Of course in trying to explain the essay to Saul, I learned it better myself. The first time I read it I heard Heschel's dual tone of immediacy and righteous indignation. But when Saul and I reviewed it I gained new insights into the causes of Heschel's fury.

Heschel places the blame for the Holocaust squarely at the feet of the world's inaction. He writes,

"The roar of bombers over Rotterdam, Warsaw, London, was but the echo of thoughts bred for years by individual brains, and later applauded by entire nations. It was through our failure that people started to suspect that science is a device for exploitation, parliaments pulpits for hypocrisy, and religion a pretext for a bad conscience."

To Heschel the onset of the war was no surprise, and the failure of the mechanisms of our society to stop it was only a proximate cause. The ultimate cause was the failure of the individuals behind those mechanisms -- the 'our' in his formulation -- to act.

Heschel's prose cascades upon the reader as rhetorical two-by-fours upside the head. But few blows strike as harshly as these:

"There has never been more reason for man to be ashamed than now. Silence hovers mercilessly over many dreadful lands. The day of the Lord is a day without the Lord. Where is God? Why didst Thou not halt the trains loaded with Jews being led to the slaughter...Like Moses, we hid our face; for we are afraid to look upon Elohim, upon His power of judgment...Indeed, where were we when men learned to hate in the days of starvation? When raving madmen [read: Hitler and his gang] were sowing wrath in the hearts of the unemployed?"

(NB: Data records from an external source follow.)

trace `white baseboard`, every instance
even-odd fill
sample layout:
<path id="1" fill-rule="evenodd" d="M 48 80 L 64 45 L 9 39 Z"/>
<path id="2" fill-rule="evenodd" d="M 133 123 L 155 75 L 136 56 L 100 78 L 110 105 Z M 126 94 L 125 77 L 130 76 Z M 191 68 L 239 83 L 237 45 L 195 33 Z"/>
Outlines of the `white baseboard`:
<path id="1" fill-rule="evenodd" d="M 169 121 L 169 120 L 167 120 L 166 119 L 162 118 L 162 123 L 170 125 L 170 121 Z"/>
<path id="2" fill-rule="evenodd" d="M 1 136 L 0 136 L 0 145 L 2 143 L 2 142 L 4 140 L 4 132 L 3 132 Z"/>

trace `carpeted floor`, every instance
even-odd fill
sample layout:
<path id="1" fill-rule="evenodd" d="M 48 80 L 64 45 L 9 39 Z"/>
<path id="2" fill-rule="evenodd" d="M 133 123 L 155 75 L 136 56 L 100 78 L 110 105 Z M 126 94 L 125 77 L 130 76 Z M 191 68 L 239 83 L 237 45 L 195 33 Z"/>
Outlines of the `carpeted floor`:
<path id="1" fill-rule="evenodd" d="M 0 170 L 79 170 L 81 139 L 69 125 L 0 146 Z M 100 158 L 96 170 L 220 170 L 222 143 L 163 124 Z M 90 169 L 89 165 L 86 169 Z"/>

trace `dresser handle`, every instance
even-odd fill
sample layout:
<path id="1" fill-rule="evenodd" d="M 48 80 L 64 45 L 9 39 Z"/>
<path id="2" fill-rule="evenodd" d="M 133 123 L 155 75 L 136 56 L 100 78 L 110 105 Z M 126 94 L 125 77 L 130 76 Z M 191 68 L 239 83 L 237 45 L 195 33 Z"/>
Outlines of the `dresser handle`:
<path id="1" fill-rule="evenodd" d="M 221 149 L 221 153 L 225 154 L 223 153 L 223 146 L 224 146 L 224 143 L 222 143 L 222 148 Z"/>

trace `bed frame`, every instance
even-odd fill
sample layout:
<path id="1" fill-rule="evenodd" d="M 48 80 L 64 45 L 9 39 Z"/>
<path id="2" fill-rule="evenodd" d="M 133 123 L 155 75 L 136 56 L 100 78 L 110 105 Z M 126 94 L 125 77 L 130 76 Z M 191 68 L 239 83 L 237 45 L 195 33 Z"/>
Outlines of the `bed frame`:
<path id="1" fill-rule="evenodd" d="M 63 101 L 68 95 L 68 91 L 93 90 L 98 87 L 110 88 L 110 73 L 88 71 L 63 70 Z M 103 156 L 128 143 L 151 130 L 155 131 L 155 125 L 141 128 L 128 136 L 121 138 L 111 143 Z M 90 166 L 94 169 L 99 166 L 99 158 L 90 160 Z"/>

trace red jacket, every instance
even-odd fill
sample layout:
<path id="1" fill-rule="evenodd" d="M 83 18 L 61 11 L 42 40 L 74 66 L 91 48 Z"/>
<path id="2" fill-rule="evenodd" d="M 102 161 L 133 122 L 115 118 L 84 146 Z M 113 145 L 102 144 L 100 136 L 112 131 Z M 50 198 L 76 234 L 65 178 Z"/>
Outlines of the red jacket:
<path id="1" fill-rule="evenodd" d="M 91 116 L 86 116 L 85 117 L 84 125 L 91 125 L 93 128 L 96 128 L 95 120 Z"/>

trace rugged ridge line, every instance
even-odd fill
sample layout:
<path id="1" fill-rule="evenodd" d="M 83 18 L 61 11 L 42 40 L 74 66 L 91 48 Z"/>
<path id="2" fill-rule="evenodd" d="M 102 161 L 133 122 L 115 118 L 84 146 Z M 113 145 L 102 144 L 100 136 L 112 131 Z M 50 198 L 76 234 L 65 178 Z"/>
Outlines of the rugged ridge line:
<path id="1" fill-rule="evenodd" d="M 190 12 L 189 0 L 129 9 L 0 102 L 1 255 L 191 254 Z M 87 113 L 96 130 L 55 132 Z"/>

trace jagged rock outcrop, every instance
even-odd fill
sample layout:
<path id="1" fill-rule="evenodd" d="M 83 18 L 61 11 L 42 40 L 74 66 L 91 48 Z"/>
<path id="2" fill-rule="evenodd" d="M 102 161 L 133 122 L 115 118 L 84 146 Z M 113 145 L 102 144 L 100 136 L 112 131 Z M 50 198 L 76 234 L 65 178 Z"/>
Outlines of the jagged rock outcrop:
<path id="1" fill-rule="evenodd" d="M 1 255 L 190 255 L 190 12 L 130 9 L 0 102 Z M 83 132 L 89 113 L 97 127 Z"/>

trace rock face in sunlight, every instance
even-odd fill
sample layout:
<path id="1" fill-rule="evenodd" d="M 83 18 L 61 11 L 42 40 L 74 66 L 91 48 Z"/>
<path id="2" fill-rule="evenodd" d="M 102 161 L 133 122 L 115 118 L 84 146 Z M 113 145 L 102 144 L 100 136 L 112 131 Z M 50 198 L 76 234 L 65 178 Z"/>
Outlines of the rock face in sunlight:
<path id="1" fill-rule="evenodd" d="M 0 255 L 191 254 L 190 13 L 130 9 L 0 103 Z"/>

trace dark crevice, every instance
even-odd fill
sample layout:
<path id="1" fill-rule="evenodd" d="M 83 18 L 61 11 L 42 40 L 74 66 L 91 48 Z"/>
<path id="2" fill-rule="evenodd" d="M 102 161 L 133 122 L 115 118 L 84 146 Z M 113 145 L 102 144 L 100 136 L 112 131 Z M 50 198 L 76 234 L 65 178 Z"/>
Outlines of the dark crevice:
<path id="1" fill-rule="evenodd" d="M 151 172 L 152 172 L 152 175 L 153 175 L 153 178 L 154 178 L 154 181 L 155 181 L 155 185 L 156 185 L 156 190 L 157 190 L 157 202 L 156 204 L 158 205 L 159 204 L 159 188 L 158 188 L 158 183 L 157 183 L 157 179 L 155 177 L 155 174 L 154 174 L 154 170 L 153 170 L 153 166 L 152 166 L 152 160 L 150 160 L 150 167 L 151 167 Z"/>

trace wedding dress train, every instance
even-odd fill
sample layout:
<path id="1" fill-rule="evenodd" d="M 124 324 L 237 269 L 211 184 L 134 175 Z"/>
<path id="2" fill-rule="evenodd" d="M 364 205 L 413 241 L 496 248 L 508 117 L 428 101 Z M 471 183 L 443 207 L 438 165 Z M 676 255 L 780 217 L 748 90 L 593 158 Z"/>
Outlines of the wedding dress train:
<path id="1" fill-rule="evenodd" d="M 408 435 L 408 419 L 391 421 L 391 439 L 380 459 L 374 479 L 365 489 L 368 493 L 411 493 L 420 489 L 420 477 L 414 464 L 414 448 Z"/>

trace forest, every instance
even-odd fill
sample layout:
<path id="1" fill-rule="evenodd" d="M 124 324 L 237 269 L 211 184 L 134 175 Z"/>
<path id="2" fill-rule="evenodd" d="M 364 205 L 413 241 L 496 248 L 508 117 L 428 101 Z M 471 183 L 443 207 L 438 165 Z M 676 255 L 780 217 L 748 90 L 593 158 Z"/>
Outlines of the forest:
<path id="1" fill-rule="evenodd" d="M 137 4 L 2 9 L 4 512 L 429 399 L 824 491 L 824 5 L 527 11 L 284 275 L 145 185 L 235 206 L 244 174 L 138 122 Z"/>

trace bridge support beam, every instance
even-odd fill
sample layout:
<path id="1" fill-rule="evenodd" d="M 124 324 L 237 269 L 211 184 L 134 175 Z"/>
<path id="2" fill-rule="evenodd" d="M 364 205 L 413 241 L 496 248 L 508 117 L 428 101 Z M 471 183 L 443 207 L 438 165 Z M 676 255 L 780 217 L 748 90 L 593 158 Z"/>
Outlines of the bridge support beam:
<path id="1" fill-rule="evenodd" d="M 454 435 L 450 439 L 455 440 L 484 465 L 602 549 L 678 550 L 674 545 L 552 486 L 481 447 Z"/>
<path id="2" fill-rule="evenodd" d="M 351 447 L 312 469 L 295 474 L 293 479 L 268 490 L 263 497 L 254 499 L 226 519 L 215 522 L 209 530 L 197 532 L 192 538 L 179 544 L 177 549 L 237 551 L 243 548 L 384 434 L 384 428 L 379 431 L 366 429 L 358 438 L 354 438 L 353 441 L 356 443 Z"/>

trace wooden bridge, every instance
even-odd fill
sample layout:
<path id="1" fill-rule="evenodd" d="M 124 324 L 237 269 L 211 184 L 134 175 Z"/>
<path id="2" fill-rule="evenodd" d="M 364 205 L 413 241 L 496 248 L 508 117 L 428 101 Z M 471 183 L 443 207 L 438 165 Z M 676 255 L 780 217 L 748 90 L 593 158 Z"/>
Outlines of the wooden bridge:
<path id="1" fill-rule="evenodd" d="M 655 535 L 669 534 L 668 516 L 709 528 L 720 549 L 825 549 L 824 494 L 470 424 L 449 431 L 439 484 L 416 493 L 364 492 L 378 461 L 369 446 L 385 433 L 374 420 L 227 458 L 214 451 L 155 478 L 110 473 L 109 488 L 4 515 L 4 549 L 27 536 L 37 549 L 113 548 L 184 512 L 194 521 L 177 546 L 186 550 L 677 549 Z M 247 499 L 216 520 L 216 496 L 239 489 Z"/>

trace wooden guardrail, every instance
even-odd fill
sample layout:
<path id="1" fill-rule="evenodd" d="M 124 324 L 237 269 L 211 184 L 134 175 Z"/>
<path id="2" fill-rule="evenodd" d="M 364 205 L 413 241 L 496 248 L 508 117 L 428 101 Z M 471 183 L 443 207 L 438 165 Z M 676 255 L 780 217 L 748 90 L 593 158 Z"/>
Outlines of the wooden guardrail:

In several quick thrusts Heschel smashes a common post-Holocaust excuse for a lack of faith: if God truly existed, He would have stopped the Holocaust. Au contraire, calls the rageful Rabbi. Man was called upon to act, and instead he hid himself, slinking away like a chastised dog. For Heschel, inaction is the worst evil of all.

Saul read this essay in the context of understanding the civil rights movement. But this essay places before us an eternal demand for action against the failures of society, wherever and whenever they occur.

And here, for me, is my biggest difficulty with Heschel's exhortation. His call to action echoes within me. As does Heschel's scorn for the petty distractions that prevent our action: "We should not spend our life hunting for trivial satisfactions while God is waiting constantly and keenly for our effort and devotion."

Yet I remain intimidated by the call. The need is so great and so constant. How can I possibly meet it? Before reading the essay, I comforted myself thinking my only responsibility is to try; I am mindful of the Talmudic teaching, 'Neither may you complete the work, nor may you desist from it.' But have my efforts been sufficient? Is there more I could do? And what does it mean to be 'hunting for trivial satisfactions?' Am I not allowed to go to a movie with my children over July 4th weekend?

Ironically, once again my son has been an agent bringing me to a point of challenge. But he has also brought me the gift of self-examination, and with it the potential for growth. And, as I feel, ultimately, gratitude for my children, as I do so often.